When it came to issues impacting recruiting in that same survey, 71% of respondents agreed that being able to work remotely would make them more likely to choose one employer over another when they go for their next job. . 81% said having the remote work option would make them better able to handle work-life conflicts, and the same percentage said it would make them more likely to recommend their organization to a friend.

The August 2021 PwC study mentioned earlier surveyed more than 750 executives and 1,000 employees in the healthcare sector. When employees were asked which incentives were most attractive to them, time flexibility was at the top of the list with 38% of respondents ranking it in the top three (linked to extended benefits).

Fourth on the list of 10 was position flexibility. When the managers were asked how their organization differed from the current and expected labor market, the flexibility of the position and the flexibility of the hours were assessed respectively n. 3 and n. 4, also very high. Interestingly (and appropriately, I would say) the executives evaluated corporate purpose and values ​​and corporate leadership and culture as the two main ways they differ with potential and current employees.

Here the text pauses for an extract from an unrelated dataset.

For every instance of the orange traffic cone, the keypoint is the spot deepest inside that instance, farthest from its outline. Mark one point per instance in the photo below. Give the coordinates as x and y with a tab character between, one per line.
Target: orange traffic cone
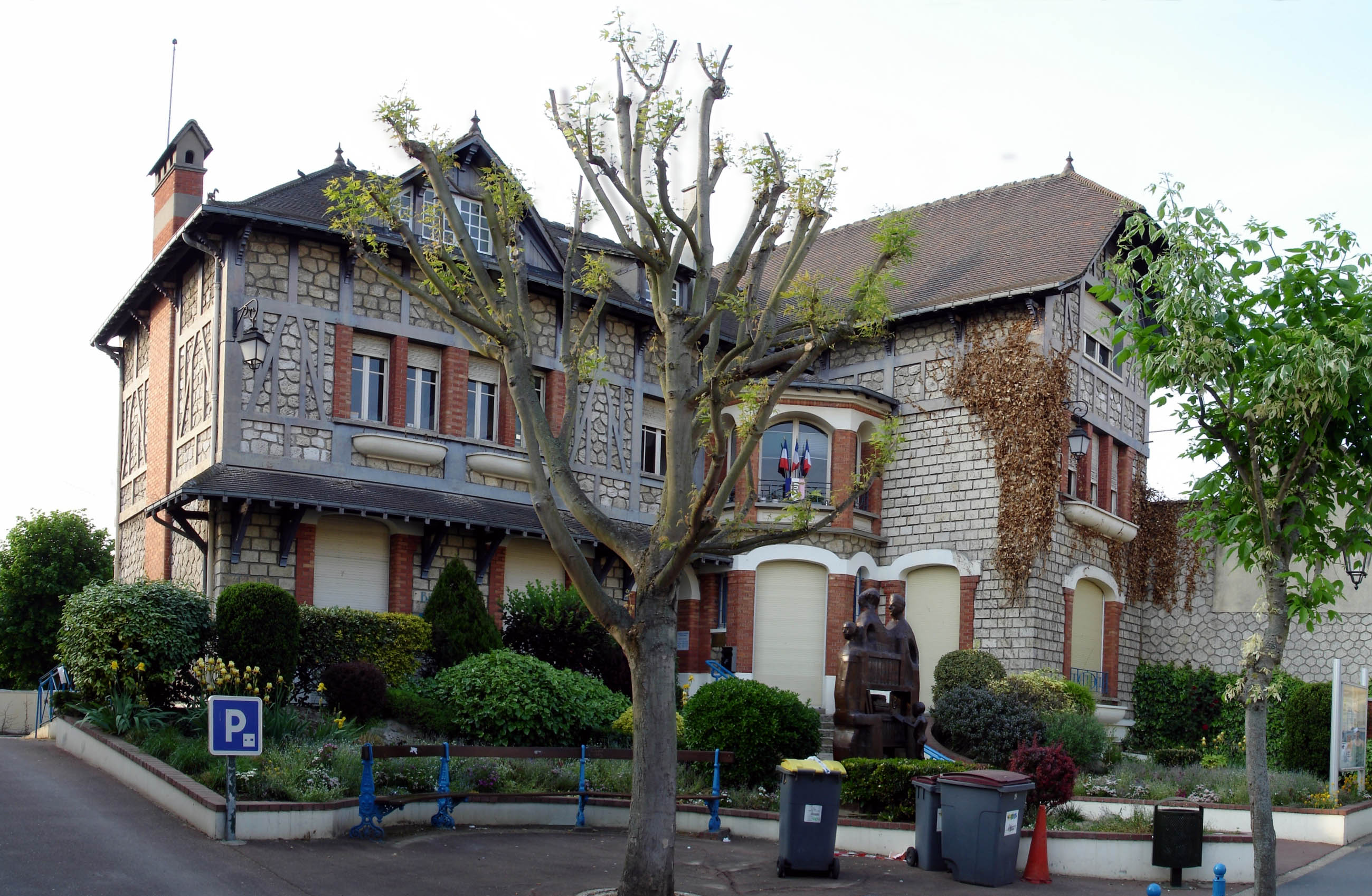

According to the Deloitte Center for Health Solutions, before the pandemic began, only 9% of employees said their employers were introducing new ways of working. Today, 78% reported that their employers had already implemented new ways of working or were planning to do so. As the the authors of the report point out, leaders are learning that virtual work “is not about replicating in-person work online, but rather about harnessing new technology to rethink work, teams and culture.”

We are in the midst of an upheaval and there are signs that we need to throw away some of our old ways of thinking about recruiting and retaining the right people. In the next article in this series, I will continue to delve into this topic by examining how the home health care sector could provide a model for creating a thriving location-independent workforce.

Sam Hanna is a resident executive at American University. Previous roles include consulting practice leader, chief strategy and innovation officer, and digital strategist at global consulting firms such as PwC and Deloitte. He holds a PhD in Translational Health Sciences from George Washington University and an MBA in Entrepreneurship from Babson College.